I don’t think that’s the answer. Not just because of what such a national syllabus would likely look like like under a Republican Presidential administration (shudder), but also because different parts of the country might reasonably want to emphasize different things in their curricula.
For example a well-rounded curriculum in California might spend more time on subjects like water conservation and earthquake safety and the history of the Miwok people, whereas a well-rounded curriculum in Louisiana might spend more time on hurricane safety and the ecology of the Mississippi river and the history of the Choctaw people.
Commissioned the VW with Porsche and developed the autobahn concept which we developed into the interstate system
Not real clear on #3, though.
The Autobahn project was begun by the previous government.

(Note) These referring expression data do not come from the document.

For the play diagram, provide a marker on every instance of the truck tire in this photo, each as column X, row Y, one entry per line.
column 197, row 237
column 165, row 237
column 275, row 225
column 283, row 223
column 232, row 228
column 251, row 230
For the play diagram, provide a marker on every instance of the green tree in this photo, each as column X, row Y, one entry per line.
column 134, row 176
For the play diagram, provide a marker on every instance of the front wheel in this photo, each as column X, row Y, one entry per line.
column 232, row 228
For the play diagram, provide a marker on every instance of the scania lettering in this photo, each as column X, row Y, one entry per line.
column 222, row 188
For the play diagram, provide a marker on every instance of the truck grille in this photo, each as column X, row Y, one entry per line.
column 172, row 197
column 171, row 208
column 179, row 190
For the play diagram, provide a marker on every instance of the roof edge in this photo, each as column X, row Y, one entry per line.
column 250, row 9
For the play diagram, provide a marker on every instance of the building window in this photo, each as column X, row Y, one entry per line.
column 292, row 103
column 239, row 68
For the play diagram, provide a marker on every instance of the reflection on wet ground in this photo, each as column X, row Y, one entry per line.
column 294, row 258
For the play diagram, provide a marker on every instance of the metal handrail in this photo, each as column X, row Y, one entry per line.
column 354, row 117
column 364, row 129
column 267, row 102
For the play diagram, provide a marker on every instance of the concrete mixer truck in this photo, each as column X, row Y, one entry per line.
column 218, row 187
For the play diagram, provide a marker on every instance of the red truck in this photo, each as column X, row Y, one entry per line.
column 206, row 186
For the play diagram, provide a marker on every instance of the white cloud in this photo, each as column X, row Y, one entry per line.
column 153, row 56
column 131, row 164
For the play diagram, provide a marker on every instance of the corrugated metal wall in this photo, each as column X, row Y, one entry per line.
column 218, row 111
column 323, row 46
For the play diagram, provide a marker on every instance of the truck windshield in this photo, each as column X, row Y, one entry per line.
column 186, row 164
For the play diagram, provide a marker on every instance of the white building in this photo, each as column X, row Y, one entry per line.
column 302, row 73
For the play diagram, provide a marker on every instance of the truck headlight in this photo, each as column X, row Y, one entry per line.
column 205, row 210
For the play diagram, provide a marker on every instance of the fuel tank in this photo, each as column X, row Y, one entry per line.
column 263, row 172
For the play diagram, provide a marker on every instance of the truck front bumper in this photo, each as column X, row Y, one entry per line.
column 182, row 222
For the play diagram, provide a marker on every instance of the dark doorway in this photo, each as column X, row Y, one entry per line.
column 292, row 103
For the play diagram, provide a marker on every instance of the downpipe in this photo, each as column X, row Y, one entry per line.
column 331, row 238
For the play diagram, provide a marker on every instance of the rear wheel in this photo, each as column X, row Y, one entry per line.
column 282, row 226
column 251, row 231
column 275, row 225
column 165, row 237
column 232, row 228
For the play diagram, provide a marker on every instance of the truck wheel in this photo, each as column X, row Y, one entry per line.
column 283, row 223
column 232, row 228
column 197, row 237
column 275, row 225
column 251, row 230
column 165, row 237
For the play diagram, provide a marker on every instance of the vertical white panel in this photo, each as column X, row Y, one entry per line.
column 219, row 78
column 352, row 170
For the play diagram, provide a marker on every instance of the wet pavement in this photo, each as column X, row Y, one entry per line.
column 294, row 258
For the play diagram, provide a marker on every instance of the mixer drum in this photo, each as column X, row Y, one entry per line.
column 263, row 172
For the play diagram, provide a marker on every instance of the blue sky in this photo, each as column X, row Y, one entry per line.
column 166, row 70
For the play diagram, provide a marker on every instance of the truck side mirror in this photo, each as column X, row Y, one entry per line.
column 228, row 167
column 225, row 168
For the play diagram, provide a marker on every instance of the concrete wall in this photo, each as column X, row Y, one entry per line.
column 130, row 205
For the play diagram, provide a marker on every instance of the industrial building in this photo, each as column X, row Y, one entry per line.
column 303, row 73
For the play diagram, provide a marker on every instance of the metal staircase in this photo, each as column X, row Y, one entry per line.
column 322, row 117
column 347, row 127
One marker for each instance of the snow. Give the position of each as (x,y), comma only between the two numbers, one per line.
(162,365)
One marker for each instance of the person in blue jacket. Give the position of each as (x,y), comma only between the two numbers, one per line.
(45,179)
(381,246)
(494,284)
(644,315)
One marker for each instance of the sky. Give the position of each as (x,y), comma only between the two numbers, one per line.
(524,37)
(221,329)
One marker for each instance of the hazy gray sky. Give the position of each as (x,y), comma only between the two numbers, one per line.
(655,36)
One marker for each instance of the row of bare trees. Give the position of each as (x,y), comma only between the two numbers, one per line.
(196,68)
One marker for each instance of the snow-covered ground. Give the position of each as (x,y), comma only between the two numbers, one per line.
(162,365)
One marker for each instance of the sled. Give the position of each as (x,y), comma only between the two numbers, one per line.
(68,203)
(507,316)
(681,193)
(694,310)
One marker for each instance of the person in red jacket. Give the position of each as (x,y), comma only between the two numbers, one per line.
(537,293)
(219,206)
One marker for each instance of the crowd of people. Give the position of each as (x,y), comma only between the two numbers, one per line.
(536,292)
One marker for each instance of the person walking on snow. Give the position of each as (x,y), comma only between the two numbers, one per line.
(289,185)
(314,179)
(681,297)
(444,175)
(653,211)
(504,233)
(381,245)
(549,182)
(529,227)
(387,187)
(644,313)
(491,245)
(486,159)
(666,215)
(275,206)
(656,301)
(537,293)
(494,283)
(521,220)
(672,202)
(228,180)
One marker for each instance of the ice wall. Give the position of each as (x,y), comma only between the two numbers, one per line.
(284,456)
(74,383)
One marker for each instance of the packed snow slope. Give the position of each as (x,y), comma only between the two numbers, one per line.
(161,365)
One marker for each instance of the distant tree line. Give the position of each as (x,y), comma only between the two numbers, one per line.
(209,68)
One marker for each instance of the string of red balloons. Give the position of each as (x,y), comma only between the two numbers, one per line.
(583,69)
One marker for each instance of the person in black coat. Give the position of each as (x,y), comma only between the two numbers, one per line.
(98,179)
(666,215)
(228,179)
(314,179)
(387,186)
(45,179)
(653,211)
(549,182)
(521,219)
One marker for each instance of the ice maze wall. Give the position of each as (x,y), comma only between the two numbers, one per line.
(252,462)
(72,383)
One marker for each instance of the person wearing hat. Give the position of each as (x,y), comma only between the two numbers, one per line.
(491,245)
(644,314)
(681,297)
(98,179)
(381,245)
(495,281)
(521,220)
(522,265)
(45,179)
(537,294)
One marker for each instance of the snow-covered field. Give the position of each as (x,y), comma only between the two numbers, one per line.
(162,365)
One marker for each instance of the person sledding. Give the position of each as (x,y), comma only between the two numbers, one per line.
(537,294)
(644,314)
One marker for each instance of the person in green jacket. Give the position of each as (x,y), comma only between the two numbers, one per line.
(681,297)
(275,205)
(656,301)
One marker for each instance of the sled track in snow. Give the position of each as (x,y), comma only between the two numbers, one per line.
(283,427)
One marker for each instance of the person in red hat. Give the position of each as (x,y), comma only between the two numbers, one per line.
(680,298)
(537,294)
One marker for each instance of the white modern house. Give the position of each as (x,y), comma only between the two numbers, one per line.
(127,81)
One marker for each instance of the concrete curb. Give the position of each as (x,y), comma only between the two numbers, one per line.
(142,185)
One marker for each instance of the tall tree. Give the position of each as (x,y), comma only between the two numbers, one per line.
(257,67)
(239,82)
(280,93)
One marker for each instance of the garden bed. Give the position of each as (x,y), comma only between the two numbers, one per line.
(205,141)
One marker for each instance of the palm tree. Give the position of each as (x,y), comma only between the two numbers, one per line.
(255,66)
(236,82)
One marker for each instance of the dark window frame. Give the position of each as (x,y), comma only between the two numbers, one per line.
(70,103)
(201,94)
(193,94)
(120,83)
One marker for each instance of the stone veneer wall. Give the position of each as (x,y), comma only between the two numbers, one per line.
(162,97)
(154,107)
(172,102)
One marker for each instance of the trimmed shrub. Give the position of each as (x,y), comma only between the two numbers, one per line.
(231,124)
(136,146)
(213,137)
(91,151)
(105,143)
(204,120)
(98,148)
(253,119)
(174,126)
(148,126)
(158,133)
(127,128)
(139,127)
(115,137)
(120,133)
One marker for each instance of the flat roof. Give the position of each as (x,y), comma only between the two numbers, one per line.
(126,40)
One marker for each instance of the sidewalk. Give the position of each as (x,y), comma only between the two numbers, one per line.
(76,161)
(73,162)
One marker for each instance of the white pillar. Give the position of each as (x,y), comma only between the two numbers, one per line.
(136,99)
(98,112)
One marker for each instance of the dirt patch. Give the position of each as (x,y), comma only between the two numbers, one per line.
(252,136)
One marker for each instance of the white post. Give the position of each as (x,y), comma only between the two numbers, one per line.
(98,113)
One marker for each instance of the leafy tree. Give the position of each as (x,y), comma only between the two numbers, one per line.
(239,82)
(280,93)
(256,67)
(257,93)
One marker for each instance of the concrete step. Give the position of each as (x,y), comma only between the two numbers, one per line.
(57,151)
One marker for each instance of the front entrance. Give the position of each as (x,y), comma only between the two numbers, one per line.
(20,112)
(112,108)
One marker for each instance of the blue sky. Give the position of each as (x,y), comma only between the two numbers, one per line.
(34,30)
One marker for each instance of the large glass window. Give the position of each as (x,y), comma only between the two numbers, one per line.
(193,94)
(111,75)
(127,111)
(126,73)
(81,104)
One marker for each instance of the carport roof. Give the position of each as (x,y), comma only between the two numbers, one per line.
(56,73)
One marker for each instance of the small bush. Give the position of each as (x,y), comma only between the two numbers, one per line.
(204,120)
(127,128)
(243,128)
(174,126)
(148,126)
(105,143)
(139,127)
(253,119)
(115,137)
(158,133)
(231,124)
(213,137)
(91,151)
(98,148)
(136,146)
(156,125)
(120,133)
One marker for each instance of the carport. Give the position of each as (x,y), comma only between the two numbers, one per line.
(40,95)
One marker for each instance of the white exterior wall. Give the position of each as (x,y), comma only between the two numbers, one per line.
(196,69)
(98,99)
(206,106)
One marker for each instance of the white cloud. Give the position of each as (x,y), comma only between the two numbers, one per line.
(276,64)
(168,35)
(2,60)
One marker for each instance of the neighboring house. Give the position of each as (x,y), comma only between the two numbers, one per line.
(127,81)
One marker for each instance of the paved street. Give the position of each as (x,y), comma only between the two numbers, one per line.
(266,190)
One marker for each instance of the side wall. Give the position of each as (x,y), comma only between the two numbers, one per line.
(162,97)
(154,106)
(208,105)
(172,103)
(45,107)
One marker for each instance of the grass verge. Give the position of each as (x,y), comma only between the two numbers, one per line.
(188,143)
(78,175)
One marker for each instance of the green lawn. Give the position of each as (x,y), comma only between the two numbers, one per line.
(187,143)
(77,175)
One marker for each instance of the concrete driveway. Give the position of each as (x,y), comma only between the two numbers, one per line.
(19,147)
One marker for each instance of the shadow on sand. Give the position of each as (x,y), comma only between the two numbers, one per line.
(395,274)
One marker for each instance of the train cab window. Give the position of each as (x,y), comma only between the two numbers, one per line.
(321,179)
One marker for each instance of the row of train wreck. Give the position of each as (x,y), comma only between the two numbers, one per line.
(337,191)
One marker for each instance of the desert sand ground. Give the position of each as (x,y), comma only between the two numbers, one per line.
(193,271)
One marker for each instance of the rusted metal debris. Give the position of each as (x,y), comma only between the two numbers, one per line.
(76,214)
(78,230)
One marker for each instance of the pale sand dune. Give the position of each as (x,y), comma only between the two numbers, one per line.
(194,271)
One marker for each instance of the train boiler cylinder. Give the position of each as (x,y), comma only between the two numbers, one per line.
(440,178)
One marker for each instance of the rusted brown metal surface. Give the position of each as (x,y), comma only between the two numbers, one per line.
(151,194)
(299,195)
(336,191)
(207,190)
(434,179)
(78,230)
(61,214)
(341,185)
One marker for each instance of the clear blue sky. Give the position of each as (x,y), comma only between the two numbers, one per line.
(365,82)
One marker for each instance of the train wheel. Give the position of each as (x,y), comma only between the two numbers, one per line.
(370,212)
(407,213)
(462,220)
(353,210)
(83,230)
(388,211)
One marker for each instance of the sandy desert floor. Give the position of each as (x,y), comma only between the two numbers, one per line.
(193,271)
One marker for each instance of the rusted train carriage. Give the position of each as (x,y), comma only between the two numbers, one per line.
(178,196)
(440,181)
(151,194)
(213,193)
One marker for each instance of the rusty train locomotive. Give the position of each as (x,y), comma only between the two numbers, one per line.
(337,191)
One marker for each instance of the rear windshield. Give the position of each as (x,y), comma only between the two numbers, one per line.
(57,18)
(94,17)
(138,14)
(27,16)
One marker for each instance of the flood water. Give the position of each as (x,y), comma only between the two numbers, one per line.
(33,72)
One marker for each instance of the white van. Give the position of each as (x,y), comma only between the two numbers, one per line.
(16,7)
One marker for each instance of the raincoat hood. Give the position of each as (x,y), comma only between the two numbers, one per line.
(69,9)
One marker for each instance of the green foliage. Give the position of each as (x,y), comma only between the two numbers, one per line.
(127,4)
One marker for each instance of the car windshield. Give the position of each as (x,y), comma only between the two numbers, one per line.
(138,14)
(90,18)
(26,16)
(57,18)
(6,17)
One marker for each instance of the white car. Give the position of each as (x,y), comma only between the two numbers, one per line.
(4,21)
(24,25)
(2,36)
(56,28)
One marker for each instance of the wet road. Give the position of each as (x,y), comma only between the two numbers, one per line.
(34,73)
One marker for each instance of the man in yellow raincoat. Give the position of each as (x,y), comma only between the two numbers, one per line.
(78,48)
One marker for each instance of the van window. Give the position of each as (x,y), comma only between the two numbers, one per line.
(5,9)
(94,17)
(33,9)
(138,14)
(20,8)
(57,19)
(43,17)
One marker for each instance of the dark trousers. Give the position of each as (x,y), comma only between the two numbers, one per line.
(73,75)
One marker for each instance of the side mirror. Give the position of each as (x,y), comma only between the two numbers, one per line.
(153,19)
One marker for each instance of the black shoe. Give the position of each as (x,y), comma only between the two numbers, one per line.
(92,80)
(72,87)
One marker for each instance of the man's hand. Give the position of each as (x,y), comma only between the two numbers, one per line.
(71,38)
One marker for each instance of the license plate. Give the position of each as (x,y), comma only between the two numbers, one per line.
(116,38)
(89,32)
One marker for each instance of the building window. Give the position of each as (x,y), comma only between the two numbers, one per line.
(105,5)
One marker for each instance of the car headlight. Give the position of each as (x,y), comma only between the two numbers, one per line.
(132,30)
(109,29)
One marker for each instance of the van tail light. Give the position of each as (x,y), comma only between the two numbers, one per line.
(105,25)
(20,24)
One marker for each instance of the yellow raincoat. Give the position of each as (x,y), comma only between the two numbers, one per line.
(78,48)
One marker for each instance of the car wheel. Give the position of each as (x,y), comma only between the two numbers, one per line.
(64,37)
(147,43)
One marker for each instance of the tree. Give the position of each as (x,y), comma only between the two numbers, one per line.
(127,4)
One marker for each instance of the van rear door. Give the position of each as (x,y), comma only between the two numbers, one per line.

In Kansas we had general US history, or world history, but there were also Kansas specific history classes where you learned about (some) of the state history (Oregon Trail, the plains Indians and buffalo, Bleeding Kansas, dust bowl, etc), as well as things like Soil Conservation (I still remember making posters for that)
I don’t think having a national curriculum or even national standards, per se, will ever fly in the US. BUT Common Core is a state lead initiative to have at least a common level of standards for schools in all states to adhere to. This hopefully creates a more level educational field, because right now, your education is going to vary from state to state. I know someone who transferred from one state to another in the 90s, and got held back a grade because their standards were just so far off.
Of course, people are against it because it came in during the Obama administration and thought that it was federal meddling in schools, but all they did was provide some grant money. I was home schooling at the time and looked into exactly what Common Core was and read some of the standards. It didn’t even say HOW to teach a subject, just that kids needed to be able to do XYZ.
No one who was against Common Core could actually form an argument against it using what it actually did. They argued against what they thought it was.
Peabody and Sherman would be a hell of a lot better than this shit. They had some grounding in reality. A warped sort of reality, but closer that shit.
I always hear it in my mind as a snappy comeback. “Oh, yeah? Well, PragerU!”
In upstate NY, we had state history too, but the schools were so underfunded that book had the sentence “Some day man will reach the moon”. I may be an old fart, but I’m not that old. The moon landing was well over a decade in the past at that point.